To my shock and dismay a small group of unelected peers are trying to shoehorn the Communications Data Bill (known as the Snooper’s Charter) into the Counter Terrorism and Security Bill as an amendment. This is a bad idea, and also an abuse of process. It would mean that neither the Lords nor the Commons would get a proper chance to discuss the details of what is a massive infringement of people’s privacy.
I served on the Joint Committee Nick insisted on, and we spent a year scrutinising it – and tearing it to shreds. Yes, we need the intelligence services to be able to do their job, but in the words we agreed unanimously “the draft Bill pays insufficient attention to the duty to respect the right to privacy, and goes much further than it need or should”.
That’s why we blocked the Theresa May’s plans to bring forward the Communications Data Bill. I am extremely proud we did. It is a fundamental liberal principle that there needs to be very good reason to infringe on someone’s privacy, not just the convenience of the security services.
And it’s not even clear how much any of the proposals will help! The benefits were described by our committee as ‘fanciful and misleading’. Advances in technology mean there is much more information about all of us than ever before. The haystack is getting bigger and bigger – and the bigger it gets, the more difficult it is to find the needles. We need better ways to identify the needles, not ways of collecting more hay.
Then there’s the cost. By the Home Office’s own count, it would add up to £1.8 billion. This is a huge amount of money, and I’m sure that we could find better ways of making ourselves safe with that money than monitoring everything we do online.
Crucially, something as massive as the Snoopers’ Charter shouldn’t be tagged onto the end of a Government Bill. We’ve secured a full review, and there is a process for thinking about this carefully by 2016, leading to a separate piece of legislation that can be considered properly in detail on its merits. Short circuiting this is cheating the system.
This amendment needs to be stopped. I know Lib Dem colleagues, with one disappointing exception, will be robust on this. Will Labour and the Tories? I do hope so, but given last time this subject came up in the Commons, Labour’s Yvette Cooper criticised Theresa May for not having brought the Communications Data Bill forward. It’s clear they both want to go further and be more authoritarian, but let’s hope the peers on both side see sense and stop it.
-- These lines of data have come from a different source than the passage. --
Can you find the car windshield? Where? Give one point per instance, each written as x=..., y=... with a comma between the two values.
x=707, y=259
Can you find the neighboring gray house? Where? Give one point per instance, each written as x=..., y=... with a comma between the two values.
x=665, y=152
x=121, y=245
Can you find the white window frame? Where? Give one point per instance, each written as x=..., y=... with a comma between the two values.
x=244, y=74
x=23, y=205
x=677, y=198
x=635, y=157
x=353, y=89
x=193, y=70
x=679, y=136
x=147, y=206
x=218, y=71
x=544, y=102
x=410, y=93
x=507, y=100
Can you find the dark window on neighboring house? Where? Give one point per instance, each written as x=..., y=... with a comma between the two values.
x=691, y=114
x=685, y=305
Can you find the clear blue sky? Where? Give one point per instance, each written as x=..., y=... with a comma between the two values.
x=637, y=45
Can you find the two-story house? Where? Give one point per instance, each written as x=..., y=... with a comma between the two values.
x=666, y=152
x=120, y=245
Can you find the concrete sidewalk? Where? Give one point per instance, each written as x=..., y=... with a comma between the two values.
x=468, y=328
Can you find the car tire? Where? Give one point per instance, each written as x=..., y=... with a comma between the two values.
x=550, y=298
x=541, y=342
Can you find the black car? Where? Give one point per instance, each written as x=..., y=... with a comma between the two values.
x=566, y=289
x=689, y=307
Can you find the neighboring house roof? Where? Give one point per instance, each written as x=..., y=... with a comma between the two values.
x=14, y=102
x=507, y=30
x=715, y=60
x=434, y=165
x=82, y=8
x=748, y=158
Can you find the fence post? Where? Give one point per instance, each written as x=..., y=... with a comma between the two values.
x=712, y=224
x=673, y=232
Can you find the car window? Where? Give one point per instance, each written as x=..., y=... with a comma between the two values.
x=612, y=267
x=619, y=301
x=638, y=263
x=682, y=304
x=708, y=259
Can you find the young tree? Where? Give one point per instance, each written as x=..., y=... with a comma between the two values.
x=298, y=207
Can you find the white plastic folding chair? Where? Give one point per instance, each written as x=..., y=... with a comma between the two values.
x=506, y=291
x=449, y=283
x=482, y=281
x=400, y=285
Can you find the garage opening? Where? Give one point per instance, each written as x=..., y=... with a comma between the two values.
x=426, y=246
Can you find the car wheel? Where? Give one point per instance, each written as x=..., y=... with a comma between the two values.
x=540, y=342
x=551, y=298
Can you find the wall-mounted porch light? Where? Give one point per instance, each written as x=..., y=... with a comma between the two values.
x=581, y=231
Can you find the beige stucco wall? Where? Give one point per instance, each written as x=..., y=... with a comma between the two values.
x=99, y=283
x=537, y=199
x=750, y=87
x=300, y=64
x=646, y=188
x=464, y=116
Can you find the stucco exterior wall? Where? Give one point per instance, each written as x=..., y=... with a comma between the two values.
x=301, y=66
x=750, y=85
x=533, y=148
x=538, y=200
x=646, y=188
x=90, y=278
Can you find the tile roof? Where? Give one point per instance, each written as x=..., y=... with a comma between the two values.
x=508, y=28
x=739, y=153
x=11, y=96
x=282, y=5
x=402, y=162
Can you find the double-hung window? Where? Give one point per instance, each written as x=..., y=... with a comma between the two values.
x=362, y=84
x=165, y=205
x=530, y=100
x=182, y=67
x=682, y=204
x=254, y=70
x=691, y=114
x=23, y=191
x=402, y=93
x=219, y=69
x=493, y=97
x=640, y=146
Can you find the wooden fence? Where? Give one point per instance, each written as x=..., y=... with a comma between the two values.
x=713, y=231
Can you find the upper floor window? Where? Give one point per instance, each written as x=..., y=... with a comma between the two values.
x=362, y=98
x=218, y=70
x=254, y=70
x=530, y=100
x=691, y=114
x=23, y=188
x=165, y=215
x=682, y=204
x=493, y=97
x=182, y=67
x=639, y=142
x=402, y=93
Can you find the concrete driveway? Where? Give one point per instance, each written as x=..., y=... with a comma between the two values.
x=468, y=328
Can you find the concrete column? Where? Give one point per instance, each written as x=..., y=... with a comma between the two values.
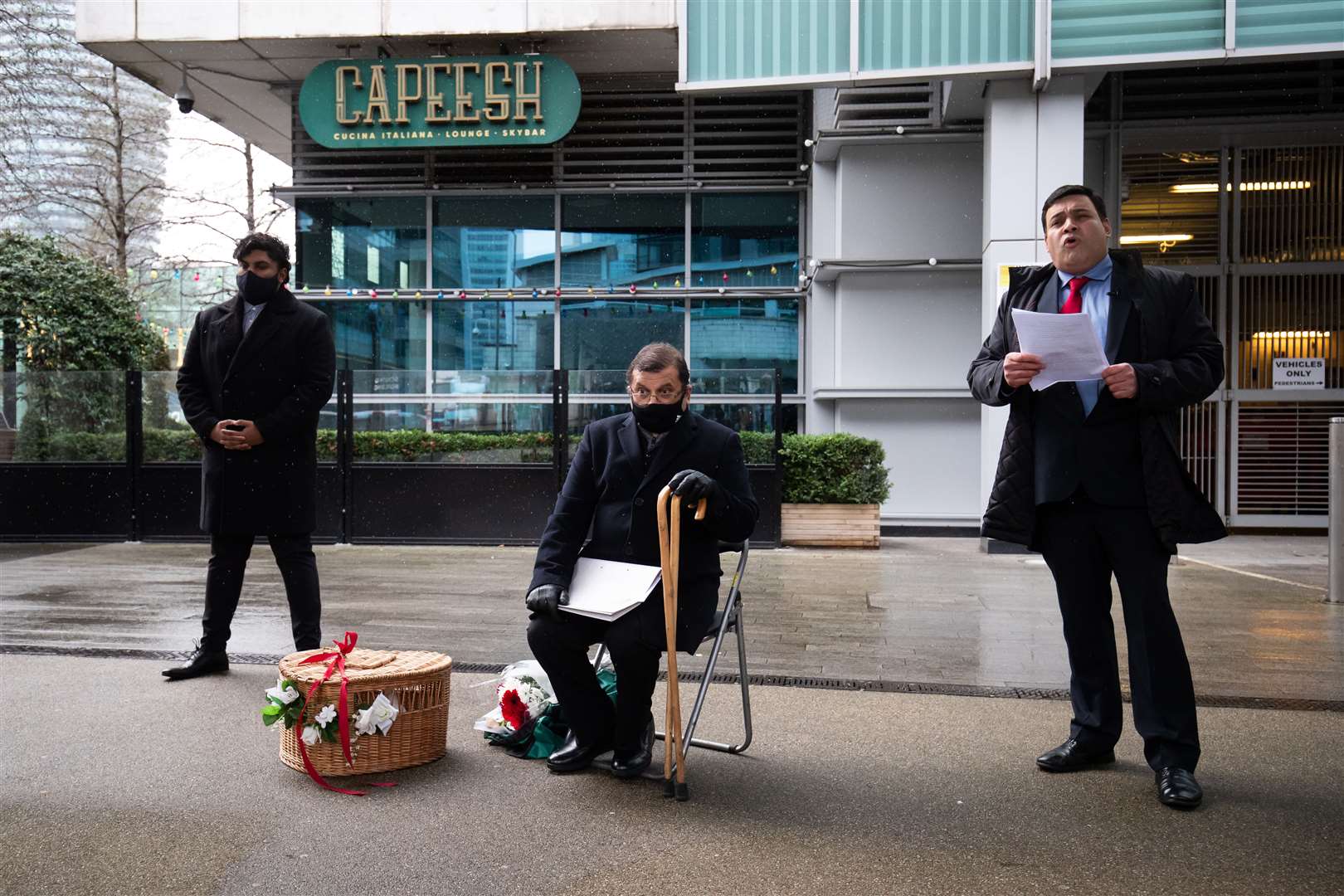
x=1034, y=143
For policy reasons and for process reasons, it must not pass.”
* Julian Huppert was the Liberal Democrat MP for Cambridge from 2010-15
7 Comments
Well said, Julian! I think said exception should be hung out to dry. We need to say loud and clear that he does not represent the party on this.
“We need better ways to identify the needles, not ways of collecting more hay.”
Precisely, Julian. Bulk collection of information is simply not acceptable.
It is not an acceptable price to prevent that notional extra terrorist outrage.
It is not an acceptable price to prevent that notional extra pedophile victim.
It is not an acceptable price to prevent frausters and tax evaders.
Accept that freedom comes with a price tag, and that price-rag includes both blood and pain in addition to cash and inconvenience.
Ditto
I concur with Julian’s comments.
It’s my view Lord Carlisle has brought the party into disrepute by acting in a manner that is entirely incompatible with our core aims and principles.
Well said, Julian.
The fact that Labour and Tory parties don’t seem to see the dangers of these restrictions on personal freedom is a good reason in itself for it to be important to have a substantial LibDem group in the next parliament.
” Then there’s the cost. By the Home Office’s own count, it would add up to £1.8 billion. ”
The myth that the Conservatives are careful with how they spend tax-payers’ money is once again exposed.
Add to this replacement of Trident and the expense of building a brand new UK military base in Bahrain (the first such East of Suez commitment for 50 years) and you see that Tories throw money at things they like as often as they like.